0259:モボファイ鉱山のドガル⑤

「ああ、そういえば。ヤツからの指示にアレがあったな……」


 ファランはそう言うと、使用人に何かを言付ける。しばらくして折り返してきた使用人は、瓶を手にしていた。


「これはモリヤが自分がオベニスに戻るまでに、ドガルに試しに飲んでおいて欲しい、帰ったら感想を聞きたいと言付けてあった、新種の酒だ。私も飲んだが……正直、これは酒……と言って良いのか良く判らんし、旨いとも思えなかった。あまり期待せずに飲んでくれ」


「はい」


 綺麗なガラスの瓶だった。これほど綺麗な瓶は……見たことがない。中身がなくともこれだけで価値がありそうだ。あと、この瓶を止めている栓の部分……木かと思ったら、若干柔らかい。キュッと閉まるように押し込むことで、密着し、中身が溢れないようになっている。

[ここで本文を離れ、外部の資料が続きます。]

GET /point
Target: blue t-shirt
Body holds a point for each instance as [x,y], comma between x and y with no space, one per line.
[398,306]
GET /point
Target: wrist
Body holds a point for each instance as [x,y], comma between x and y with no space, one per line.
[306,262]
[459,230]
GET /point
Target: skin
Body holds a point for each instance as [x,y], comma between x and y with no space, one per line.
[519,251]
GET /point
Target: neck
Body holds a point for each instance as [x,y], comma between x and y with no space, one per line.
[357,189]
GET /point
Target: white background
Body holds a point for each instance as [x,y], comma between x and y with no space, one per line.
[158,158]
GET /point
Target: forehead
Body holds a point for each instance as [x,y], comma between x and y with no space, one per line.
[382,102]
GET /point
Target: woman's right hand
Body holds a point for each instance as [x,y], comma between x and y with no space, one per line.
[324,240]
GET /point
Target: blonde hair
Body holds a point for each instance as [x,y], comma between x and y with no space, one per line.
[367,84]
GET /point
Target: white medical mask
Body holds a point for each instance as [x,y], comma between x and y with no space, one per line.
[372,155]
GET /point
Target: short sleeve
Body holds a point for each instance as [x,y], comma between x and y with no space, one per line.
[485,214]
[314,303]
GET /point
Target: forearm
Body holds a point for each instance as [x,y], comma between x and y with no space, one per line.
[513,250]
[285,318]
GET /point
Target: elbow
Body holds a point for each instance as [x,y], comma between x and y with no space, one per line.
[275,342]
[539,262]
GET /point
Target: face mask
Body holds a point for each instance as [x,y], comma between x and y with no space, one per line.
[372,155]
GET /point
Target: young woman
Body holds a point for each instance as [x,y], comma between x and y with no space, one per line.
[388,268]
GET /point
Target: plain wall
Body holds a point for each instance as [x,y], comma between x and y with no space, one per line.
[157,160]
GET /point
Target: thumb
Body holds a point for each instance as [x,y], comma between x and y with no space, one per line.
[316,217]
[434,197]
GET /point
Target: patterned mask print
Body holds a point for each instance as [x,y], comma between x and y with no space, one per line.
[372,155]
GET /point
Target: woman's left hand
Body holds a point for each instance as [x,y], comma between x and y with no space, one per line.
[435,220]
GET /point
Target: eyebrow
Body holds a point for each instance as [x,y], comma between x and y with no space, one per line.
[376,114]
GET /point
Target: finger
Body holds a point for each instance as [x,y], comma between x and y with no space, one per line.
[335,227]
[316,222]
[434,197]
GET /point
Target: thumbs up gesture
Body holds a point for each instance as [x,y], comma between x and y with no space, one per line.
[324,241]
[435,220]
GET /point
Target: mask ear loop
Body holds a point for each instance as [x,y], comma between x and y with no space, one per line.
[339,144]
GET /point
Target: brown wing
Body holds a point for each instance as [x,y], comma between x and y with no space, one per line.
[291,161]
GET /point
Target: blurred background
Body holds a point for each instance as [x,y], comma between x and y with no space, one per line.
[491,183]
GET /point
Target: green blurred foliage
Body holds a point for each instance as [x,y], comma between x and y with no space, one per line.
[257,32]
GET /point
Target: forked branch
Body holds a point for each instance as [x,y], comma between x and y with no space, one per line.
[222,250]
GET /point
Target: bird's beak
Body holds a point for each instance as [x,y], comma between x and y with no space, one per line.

 よく出来ている。何よりも美しい。無色透明な中身と相まって、非常に神秘的に見える。


「飲んでみてもいい……ですか」


「ああ、ソレ用のグラスもある」


 使用人は瓶をファランさんに渡した後、既に用意していたのだろう。四角いガラスの器を持ってきた。


「が、ガラスの器……ですか」


「ああ、実はさっき飲んでもらったワインもこれではないが、ガラスのグラスで飲むとさらに旨いのだ。まあ、あれは割れやすいし、気後れするやもしれないと思って、食事の際は普通に木のカップで飲んでもらったが。モリヤ的には譲れない部分だそうだ」


 ドガルはそれを手で持ってみた。思ったよりも厚手で重さもある。透明で冷たくてツルツルしているのに……何かしっくりくるのがたまらない。なんだ、これは。ガギルの本能が……激しく揺さぶられていた。


 食事とはこういうことなのか……と先ほどの気付きに引き続き、こ、このグラス、そして今注がれるこの酒……。あまり旨くないと言っていたが……。


 注意深く、一口。喉に含む。


「ドガル、ドガル、どうした? 大丈夫か? おい」


 ドガルは……本当に意識が遠のいていた自分に驚いていた。手の中の酒を……一口。口に含んだ瞬間に……何かが弾けて……何も考えられなくなって、何も見えなくなって……。


 いつの間にか時間が経過していたようだ。


「こ、これは……」


 二口目。自分でも良く判らないうちに、ポロポロと涙が溢れていた。


「これは……なんで、なんですか?」


「あ、ああ、モリヤは新種、これまでよりも酔いやすい強い酒……だとは言っていたが」


「これが……酒? 酒……酒だ。そうか。これか。ガギルはこれを……待っていたのかもしれません」


「それほどか? というか旨いのか」


「はい……何もかも忘れてしまうくらいに……」


「ああ。確かに尋常では無いな……かなりの瞬間、動きが止まっていたぞ? しかしそうか、それは良かった。やはり、味覚自体も種族で違うのだな。では、それを何本か渡しておこう。周辺の鉱山へ事の顛末を説明する書簡を送らねばなるまい? 手土産に、金属の鉱塊とその酒を送って、我々は大丈夫だというのを説明しておいて欲しい。ガギルを攫ったと評判が立ってしまったら、マズいのでな」


「は、はい。あの、自分たちが飲む用は……この一本だけで……」


「ははは。もしもそう言われたら、樽で渡せとモリヤが言っていたよ」


「あ、ありがとうございます!」


 ドガルは、自分だけがこれを飲むのはどうしても許せなかった。同郷の者たちは当然として、それ以外のこの酒を知らないガギル全員に飲ませたいと思っていた。それが……自分の使命だ……と思い込んでしまうくらい強い衝動に揺さぶられる。


 それくらい……この新種の酒はガギルの魂を激しく刺激した。その日のうちに……ドガルは近隣の鉱山二つと、自分たちの出身、大元になった村、イーズ森域南の大鉱山へ……使いを出していた。


 オベニスにいるノルドの冒険者が差配し届けてくれるという。